Research and Discovery Course Development Guide

 “Research” looks very different from discipline to discipline, from bench science to creative performance. The goal of the “Research and Discovery” requirement in the IDEAs in Action curriculum is to teach students about the process of research in at least one specific discipline, giving them hands-on experience in the process of creating knowledge. This guide is for instructors designing or adjusting a course to allow students to conduct research in a way that meets the criteria of the Research & Discovery requirement. 

Faculty Support for Undergraduate Research

Summer Undergraduate Research Fellowships (SURFs) Faculty Mentors

SURFs are $4,000 student stipends for undergraduates to engage in research for at least 9 weeks, with a minimum of 20 hours/week during the summer. SURF projects must be carried out under the supervision of a UNC-Chapel Hill faculty research advisor, and most successful SURF applications are written in collaboration with faculty. Faculty often encourage their students to apply for SURF funding as a way to incentivize intensive summer research.  All students who engage in SURFs must have a faculty mentor. SURF faculty research mentors advise students throughout the SURF process: proposal writing and review, the IRB process, project implementation, and final reporting in the fall. As the SURF Faculty Research Advisor you will be required to write a recommendation letter to support the student’s SURF proposal and formally approve the student’s research report at the end of the summer.

Learn more about the responsibilities of a SURF Faculty Advisor.

Inquiry-Based Teaching

We encourage all faculty, and especially OUR Faculty Advisors, to adopt inquiry-based methods into their teaching. Inquiry-based teaching methods focus on helping students to make a transition from “novice-like” approaches to learning (memorizing conclusions reached by others, practicing solutions to “the questions that might be on the exam”) to “expert-like” approaches (a procedural understanding of how current conclusions were reached, the limitations of those conclusions, and the opportunities for further exploration and deeper understanding).

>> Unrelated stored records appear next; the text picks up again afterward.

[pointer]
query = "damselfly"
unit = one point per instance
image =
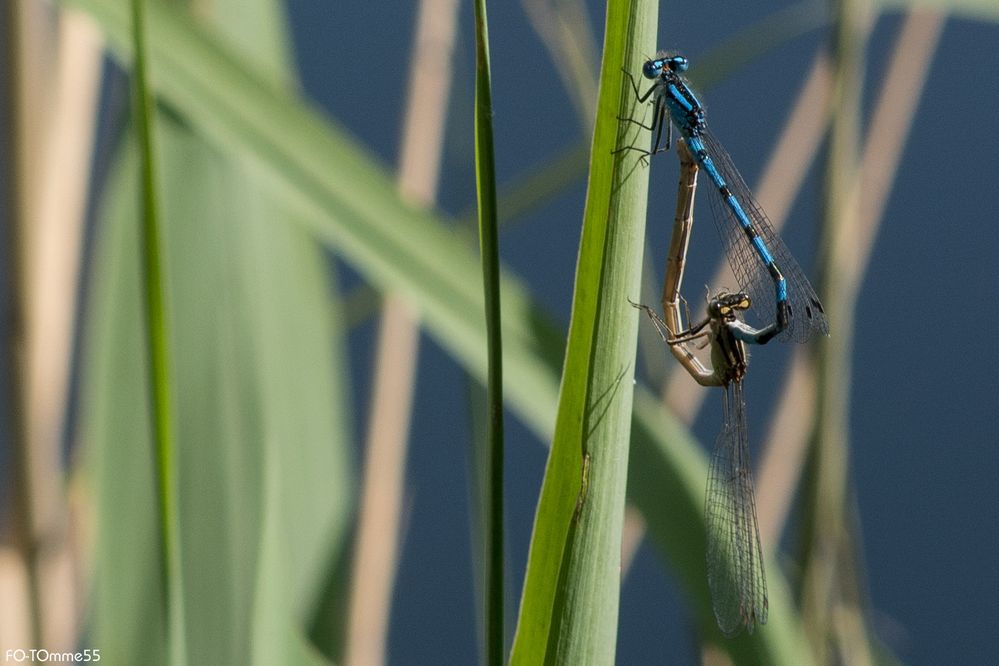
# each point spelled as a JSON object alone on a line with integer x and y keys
{"x": 755, "y": 252}
{"x": 736, "y": 576}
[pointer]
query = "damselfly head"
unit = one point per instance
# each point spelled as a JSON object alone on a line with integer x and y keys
{"x": 653, "y": 69}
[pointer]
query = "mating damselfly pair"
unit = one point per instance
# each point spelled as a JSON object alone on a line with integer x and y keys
{"x": 767, "y": 273}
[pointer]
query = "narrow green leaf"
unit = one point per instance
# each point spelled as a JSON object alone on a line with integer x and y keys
{"x": 485, "y": 182}
{"x": 986, "y": 10}
{"x": 568, "y": 611}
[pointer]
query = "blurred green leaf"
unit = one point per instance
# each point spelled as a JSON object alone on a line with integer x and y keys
{"x": 348, "y": 201}
{"x": 987, "y": 10}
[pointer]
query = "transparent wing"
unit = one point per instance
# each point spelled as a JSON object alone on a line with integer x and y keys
{"x": 736, "y": 578}
{"x": 807, "y": 315}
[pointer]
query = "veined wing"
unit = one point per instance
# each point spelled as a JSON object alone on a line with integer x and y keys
{"x": 807, "y": 315}
{"x": 735, "y": 559}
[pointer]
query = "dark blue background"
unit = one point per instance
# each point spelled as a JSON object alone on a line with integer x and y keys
{"x": 924, "y": 411}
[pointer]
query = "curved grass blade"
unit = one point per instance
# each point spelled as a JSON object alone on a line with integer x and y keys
{"x": 157, "y": 349}
{"x": 351, "y": 206}
{"x": 568, "y": 611}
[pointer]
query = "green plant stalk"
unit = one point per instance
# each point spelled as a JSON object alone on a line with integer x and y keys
{"x": 569, "y": 606}
{"x": 828, "y": 563}
{"x": 485, "y": 181}
{"x": 349, "y": 202}
{"x": 158, "y": 348}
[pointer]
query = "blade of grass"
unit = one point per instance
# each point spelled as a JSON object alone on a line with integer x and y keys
{"x": 157, "y": 347}
{"x": 986, "y": 10}
{"x": 568, "y": 611}
{"x": 350, "y": 204}
{"x": 485, "y": 186}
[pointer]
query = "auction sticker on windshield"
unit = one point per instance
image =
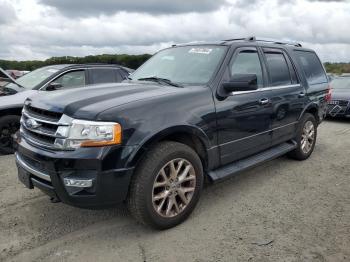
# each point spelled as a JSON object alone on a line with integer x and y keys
{"x": 205, "y": 51}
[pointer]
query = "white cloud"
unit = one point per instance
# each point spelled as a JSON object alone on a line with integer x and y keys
{"x": 37, "y": 31}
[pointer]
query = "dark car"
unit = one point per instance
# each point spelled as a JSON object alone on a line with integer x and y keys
{"x": 191, "y": 113}
{"x": 339, "y": 106}
{"x": 5, "y": 78}
{"x": 49, "y": 78}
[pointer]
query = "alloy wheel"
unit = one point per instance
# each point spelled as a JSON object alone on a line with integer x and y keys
{"x": 307, "y": 137}
{"x": 173, "y": 187}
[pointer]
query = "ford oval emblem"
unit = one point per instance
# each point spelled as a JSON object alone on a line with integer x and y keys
{"x": 32, "y": 124}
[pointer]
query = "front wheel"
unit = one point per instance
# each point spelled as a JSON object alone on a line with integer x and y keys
{"x": 306, "y": 138}
{"x": 166, "y": 186}
{"x": 9, "y": 125}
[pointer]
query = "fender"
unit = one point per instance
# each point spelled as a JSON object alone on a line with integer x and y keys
{"x": 309, "y": 106}
{"x": 161, "y": 134}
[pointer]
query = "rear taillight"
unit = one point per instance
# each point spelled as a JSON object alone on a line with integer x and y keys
{"x": 328, "y": 96}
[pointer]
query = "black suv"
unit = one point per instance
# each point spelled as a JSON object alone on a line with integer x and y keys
{"x": 13, "y": 93}
{"x": 192, "y": 112}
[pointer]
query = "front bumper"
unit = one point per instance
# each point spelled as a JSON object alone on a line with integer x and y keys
{"x": 103, "y": 167}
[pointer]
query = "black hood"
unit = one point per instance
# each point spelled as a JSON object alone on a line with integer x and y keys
{"x": 88, "y": 102}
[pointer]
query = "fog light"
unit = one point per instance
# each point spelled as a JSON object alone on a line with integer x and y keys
{"x": 77, "y": 182}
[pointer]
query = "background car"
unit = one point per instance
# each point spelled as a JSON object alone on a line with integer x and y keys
{"x": 339, "y": 105}
{"x": 56, "y": 77}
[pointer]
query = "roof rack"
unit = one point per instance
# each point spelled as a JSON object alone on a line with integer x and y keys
{"x": 266, "y": 40}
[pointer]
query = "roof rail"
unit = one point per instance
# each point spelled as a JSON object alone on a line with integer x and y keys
{"x": 266, "y": 40}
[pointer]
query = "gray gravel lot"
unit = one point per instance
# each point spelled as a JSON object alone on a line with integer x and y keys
{"x": 284, "y": 210}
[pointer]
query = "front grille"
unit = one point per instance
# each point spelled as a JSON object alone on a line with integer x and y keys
{"x": 39, "y": 127}
{"x": 43, "y": 114}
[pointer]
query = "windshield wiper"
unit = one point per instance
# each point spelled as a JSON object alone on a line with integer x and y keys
{"x": 159, "y": 80}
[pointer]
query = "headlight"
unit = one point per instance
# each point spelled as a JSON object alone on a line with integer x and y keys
{"x": 83, "y": 133}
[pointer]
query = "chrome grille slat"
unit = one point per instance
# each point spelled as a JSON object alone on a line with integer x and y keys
{"x": 41, "y": 130}
{"x": 37, "y": 118}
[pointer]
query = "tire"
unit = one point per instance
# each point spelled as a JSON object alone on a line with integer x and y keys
{"x": 9, "y": 125}
{"x": 149, "y": 183}
{"x": 302, "y": 151}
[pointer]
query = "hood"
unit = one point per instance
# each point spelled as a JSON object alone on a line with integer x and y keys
{"x": 88, "y": 102}
{"x": 341, "y": 94}
{"x": 6, "y": 77}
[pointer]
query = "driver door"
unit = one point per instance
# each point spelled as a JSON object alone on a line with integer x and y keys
{"x": 244, "y": 117}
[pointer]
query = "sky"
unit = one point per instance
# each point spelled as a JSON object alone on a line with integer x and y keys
{"x": 39, "y": 29}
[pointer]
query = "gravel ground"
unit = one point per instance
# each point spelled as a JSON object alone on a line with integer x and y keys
{"x": 284, "y": 210}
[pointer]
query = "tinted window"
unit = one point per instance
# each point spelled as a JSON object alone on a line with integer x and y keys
{"x": 278, "y": 69}
{"x": 247, "y": 62}
{"x": 312, "y": 67}
{"x": 119, "y": 76}
{"x": 185, "y": 65}
{"x": 72, "y": 79}
{"x": 99, "y": 76}
{"x": 341, "y": 83}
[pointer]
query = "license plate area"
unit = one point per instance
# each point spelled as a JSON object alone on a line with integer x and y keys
{"x": 24, "y": 177}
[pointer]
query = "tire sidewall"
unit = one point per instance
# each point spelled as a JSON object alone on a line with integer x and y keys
{"x": 306, "y": 118}
{"x": 163, "y": 222}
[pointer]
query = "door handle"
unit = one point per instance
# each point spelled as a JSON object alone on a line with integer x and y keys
{"x": 301, "y": 94}
{"x": 263, "y": 101}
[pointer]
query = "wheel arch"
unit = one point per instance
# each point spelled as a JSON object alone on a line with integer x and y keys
{"x": 313, "y": 109}
{"x": 188, "y": 135}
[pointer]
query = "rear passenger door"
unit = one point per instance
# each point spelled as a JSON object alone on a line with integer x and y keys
{"x": 287, "y": 95}
{"x": 244, "y": 117}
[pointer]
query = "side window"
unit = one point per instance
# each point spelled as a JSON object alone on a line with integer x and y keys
{"x": 103, "y": 75}
{"x": 119, "y": 75}
{"x": 312, "y": 67}
{"x": 72, "y": 79}
{"x": 247, "y": 62}
{"x": 278, "y": 69}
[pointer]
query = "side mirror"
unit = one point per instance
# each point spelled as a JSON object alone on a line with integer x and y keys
{"x": 241, "y": 82}
{"x": 53, "y": 86}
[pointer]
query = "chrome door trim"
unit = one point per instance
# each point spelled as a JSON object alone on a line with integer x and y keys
{"x": 240, "y": 139}
{"x": 262, "y": 89}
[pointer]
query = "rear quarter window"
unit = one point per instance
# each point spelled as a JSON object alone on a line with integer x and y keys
{"x": 312, "y": 67}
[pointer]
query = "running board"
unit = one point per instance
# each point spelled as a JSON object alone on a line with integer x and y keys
{"x": 249, "y": 162}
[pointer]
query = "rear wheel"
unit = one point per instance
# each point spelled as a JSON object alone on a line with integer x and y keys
{"x": 306, "y": 138}
{"x": 9, "y": 125}
{"x": 166, "y": 186}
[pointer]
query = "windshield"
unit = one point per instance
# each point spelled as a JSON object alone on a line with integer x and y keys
{"x": 341, "y": 83}
{"x": 183, "y": 65}
{"x": 32, "y": 79}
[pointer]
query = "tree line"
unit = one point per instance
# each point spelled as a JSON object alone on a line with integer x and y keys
{"x": 131, "y": 61}
{"x": 337, "y": 68}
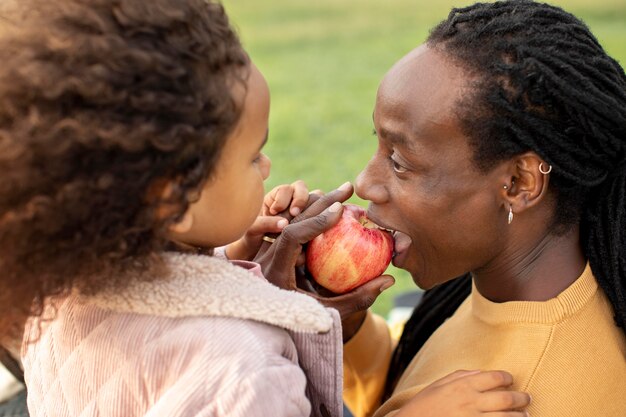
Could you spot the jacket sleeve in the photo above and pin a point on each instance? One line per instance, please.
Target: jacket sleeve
(277, 391)
(365, 364)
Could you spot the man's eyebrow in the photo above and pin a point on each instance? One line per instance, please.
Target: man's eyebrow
(395, 138)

Inquiry-based approaches are not new, but they are currently receiving much attention for two reasons. First, inquiry-based approaches are well-aligned with the natural abilities of faculty at a research university (and therefore they are enjoyable to implement). Second, cognitive psychologists have studied ways that people learn, including undergraduates in conventional lecture courses. They have reached the somewhat alarming conclusion that conventional courses in some disciplines actually make students more novice-like in their approach to understanding than they were before the courses began.

Faculty in all disciplines at Carolina have been experimenting with inquiry-based approaches for many years, particularly during the past five years with the assistance of the GRC program. Over 1000 courses involving over 27,000 students have been taught in ways that include the results of student inquiry as course material. Faculty and students have found these courses to be highly satisfactory.

You may want to read more about getting started. If you decide to explore further, we in the OUR would be happy to discuss approaches you are considering and put you in contact with a colleague in your discipline who could offer additional advice.

How to Highlight Undergraduate Research
Individual departments have developed a number of compelling ways to highlight undergraduate research and to introduce undergraduates to research opportunities within the department. Following are some examples:

Develop an undergraduate research program specific to the department.

Post undergraduate accomplishments in the department news section of the website.

List links to undergraduate research theses on the department website.

Hold a department in-house research symposium for undergraduates.

Offer awards and prizes for undergraduate research and creative investigations.

Invite undergraduates to participate in faculty labs and fieldwork.